Dönem dönem, özellikle sınıf mücadelesinde bir canlanma ve yükselişin olduğu, siyasal yapı, çevre ve kişilerde bir dirilmenin olduğu dönemlerde bu yönlü saldırıların artacağını biliyoruz ve beklenmelidir….
Gezi direnişi ile uç veren ve ondan bu yana meydana gelen işçi ve emekçi kesimlerin mücadelesindeki canlanma, bu mücadelenin uzağında olmayan atıl durumdaki insanları, önceki kuşakları biraz daha canlandırmıştır. Çeşitli nedenlerle insanlar bir şeyler yapmak istiyor… Bu durum, sınıf düşmanlarını ve onların hizmetindekileri rahatsız ediyor. İşçi sınıfının ve toplumsal halk muhalefetinin tepkisinden, öfkesinden, mücadelesinden ve yine önceki kuşakların da bir şeyler yapma çabalarından korkan egemen sınıflar ve onların paralı ve gönüllü hizmetçileri harekete geçiyor. Saldırı ve demoralize yaratmaya, geriletmeye çalışıyorlar… Fincancı katırı ürkütülürse, çıkarı zedelenenlerin saldıracağını biliyoruz. Bu durum, devrimcileri ve devrimci zeminde kalanları korkutamaz ve yıldıramaz, tersine daha da kamçılar….
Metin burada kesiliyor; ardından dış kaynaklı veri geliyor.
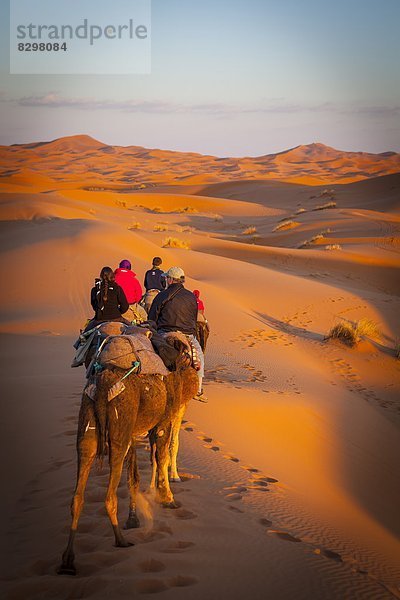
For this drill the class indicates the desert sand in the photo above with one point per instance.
(291, 486)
Provokatör, Aksu’ya ilişkin “Hiç değişmemiş, aynı yalancı, palavracı ve milleti karalayan ruhu olduğu gibi duruyor” derken kendisini “doğru”, “dürüst,” “samimi” vb gibi satmaya çalışıyor. Ve tepeden tırnağa da yalanlar dizmeye başlıyor. Bilmediğinden, vakıf olmadığından veya beyni dumura uğramış bir psikolojik hasta olduğundan dolayı birçok şeyi birbirine karıştırarak dikkatini çekmeye veya birçok şeyi biliyormuş havasıyla ilgi uyandırmaya, belli simalardan bahsederek saldırı odağını ve güvensizliği genişletme çalışacağını hesaplıyor.
Provokatör, Aksu’nun E.Gencer’e ilişkin yazdığı yazıdan da rahatsızlıkla başlıyor. Erhan’ın biyolojik ölümünü vesile ederek ve kullanmaya çalışarak saldıranlara ilişkin başka bir yazıyla yanıt vereceğim için burada geçiyorum.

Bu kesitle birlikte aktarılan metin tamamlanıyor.